A canvas dog collage by Robin Cooper makes use of unique art materials.

A canvas dog collage by Robin Cooper makes use of unique art materials.

Kids love animals, and so it only stands to reason that they also appreciate viewing and creating their own animals in art. Throughout history, artists have always created drawings, paintings and sculptures of animals. Cave art reveals ancient paintings that date back tens of thousands of years in which animals are portrayed. Ancient Egyptian artists often depicted gods with the heads of animals. Tribal art generally features a combination of animal and human characteristics that seem to symbolize man’s bond with his natural environment. Mythical beasts of the Middle Ages decorated medieval manuscripts with creatures that sometimes took on secret symbolic associations. Art of the 17th Century featured hunting scenes with dramatic life and death struggles, while 18th Century artists celebrated the natural beauty and majesty of animals in their natural habitats. Victorian artists of the 19th Century painted sentimental pieces of their domestic pets and livestock, while artists in the 20th Century explored a wide range of animal genres and invented some, as well. As we get underway with the 21st Century, we see wonderfully diverse animal artisans.

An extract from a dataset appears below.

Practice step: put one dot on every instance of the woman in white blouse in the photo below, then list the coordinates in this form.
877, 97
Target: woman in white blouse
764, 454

Abrakadoodle features a number of talented contemporary and classic artists who inspire students with their animal creations. Mort Solberg is a wildlife painter and an Abrakadoodle Artist of Distinction. Children love to create art in his style that  incorporates the use of a large paint brush to create art that combines realism with abstract images. Mort brings his love of nature and the outdoors into his award-winning art, and he wants to foster that appreciation in children.

Contemporary artist Sophie Harding enchants kids everywhere with her adorable animal creations fashioned in a Naïve Art style that feature simple shapes and vivid colors. Born in England, Sophie received a diploma in General Art and Design, followed by a bachelor’s degree in Fashion and Textiles at Central St. Martins. Her training has motivated her to use many different types of artistic media in her work. In addition to Naïve Art and fine art prints, Sophie is a successful illustrator of children’s books and magazines, greeting cards, gift wrap, calendars, tableware and textile designs.

Upon discovering the unique works of Robin Anne Cooper of South Carolina just a couple of years ago, Abrakadoodle commissioned her work for holiday gifts. Robin created 52 unique canvas collages featuring Abrakadoodle’s arty dog mascot Splat. Robin uses a unique style of canvas collage in which she paints, cuts up and then produces a new piece featuring such whimsical subjects as cats and dogs. Robin Anne Cooper believes in creating original, affordable art. “Kids so often associate art with well known artists of the past like Picasso and Rembrandt,” commented Abrakadoodle’s co-founder and CEO Mary Rogers, adding, “Abrakadoodle features these classic artists, as well as some of today’s working artists like Robin Anne Cooper, who create amazing artwork that inspires kids to be creative and to see how real people incorporate art into their lives and their work.”